Despite their success — and maybe spurred on by it — the Sounders were unable to keep the momentum going. Martins accepted a lucrative offer to play in China and George John was forced to retire after being unable to stay healthy during the 2015 campaign. Pineda also retired, Lamar Neagle was traded and several other veterans were allowed to leave. The Sounders were, however, able to convince Jordan Morris to skip a chance to play in Germany to join his hometown team.

The Sounders got off to a slow start, losing three straight, and although they managed to get back into the playoff race, they toiled just outside of it into the summer when they were finally able to land Nicolas Lodeiro on a transfer from Boca Juniors.

Lodeiro’s addition, however, was somewhat offset by Dempsey’s loss due to a heart issue. The Sounders were still able to make the playoffs, where they faced Sporting KC in the play-in round. KC ultimately won 1-0 on a Matt Besler header.

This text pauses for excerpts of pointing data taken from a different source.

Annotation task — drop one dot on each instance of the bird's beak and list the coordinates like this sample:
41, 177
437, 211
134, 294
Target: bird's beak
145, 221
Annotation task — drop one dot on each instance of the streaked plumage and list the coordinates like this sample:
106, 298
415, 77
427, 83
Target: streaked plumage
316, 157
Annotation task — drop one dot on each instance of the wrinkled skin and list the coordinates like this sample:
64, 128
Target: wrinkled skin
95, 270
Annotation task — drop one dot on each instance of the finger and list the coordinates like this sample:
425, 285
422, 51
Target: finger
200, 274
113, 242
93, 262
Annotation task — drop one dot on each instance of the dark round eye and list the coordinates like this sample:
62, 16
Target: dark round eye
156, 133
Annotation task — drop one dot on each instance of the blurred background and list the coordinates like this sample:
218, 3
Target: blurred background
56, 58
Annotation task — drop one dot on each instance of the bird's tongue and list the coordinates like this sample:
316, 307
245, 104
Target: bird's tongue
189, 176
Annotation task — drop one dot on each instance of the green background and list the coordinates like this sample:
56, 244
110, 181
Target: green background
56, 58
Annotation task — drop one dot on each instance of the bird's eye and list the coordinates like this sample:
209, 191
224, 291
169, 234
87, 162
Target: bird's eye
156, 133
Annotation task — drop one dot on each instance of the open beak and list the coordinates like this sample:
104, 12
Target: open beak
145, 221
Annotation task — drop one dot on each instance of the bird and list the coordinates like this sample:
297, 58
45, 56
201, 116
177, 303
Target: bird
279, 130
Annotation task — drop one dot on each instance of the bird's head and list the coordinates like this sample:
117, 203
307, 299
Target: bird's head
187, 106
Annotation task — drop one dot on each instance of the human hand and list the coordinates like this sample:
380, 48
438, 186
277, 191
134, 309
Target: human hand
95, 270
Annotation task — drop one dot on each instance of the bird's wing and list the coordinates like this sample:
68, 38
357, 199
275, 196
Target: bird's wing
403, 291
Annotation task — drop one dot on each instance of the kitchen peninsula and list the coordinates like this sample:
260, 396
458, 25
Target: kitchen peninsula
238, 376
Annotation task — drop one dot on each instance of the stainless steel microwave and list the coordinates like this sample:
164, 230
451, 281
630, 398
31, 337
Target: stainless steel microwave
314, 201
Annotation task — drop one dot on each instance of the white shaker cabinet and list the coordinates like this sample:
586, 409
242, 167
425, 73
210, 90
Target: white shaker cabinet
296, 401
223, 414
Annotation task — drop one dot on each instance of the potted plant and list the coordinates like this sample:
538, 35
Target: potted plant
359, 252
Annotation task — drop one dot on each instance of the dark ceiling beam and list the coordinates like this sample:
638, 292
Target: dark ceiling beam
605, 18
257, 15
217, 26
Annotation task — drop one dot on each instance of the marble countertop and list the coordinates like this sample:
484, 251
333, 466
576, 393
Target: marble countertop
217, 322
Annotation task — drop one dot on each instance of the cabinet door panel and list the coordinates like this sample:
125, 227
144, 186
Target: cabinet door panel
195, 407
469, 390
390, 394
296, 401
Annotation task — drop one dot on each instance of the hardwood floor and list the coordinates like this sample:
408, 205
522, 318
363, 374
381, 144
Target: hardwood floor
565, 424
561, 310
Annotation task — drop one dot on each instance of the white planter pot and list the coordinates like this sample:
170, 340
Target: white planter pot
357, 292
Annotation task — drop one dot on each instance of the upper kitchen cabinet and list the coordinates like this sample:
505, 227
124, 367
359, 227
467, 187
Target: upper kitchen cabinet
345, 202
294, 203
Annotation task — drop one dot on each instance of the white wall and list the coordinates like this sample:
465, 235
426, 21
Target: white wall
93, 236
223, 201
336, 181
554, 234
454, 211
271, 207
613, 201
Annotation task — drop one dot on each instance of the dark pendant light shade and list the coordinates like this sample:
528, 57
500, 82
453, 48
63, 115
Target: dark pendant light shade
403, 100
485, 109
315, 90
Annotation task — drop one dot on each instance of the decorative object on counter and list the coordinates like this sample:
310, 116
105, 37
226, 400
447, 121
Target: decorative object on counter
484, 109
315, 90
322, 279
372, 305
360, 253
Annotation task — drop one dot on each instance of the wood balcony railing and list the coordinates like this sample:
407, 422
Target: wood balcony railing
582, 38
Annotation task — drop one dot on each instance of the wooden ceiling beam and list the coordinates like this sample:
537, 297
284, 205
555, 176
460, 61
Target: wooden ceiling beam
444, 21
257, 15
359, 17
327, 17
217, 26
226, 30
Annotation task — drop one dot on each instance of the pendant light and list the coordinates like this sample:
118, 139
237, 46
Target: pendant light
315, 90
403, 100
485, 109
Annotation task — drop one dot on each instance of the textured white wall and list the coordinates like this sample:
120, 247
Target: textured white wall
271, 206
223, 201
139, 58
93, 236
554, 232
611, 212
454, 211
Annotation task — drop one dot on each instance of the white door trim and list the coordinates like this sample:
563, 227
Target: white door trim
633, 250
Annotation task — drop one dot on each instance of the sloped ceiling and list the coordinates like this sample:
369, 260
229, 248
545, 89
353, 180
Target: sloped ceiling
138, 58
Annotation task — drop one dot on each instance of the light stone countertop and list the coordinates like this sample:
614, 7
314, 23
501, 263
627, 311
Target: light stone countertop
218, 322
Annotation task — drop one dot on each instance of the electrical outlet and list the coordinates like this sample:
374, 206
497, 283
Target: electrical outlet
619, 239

At the end of the season, Schmid stepped down as head coach to serve as the club’s full-time president. His first order of business was to name Schmetzer his successor.

I obviously took a fair amount of creative license with this, but I think the events are all at least within the realm of possibility. While I think it’s entirely possible Juninho’s shot essentially cost the Sounders a chance at MLS immortality by denying them a treble and potentially even a repeat championship, in this alternate reality I don’t think we can assume they’d have won in 2016 or 2019. The failure in 2014, I believe, led them to Lagerwey, and Lagerwey deserves a good deal of credit for putting the organization on the path to those two championships.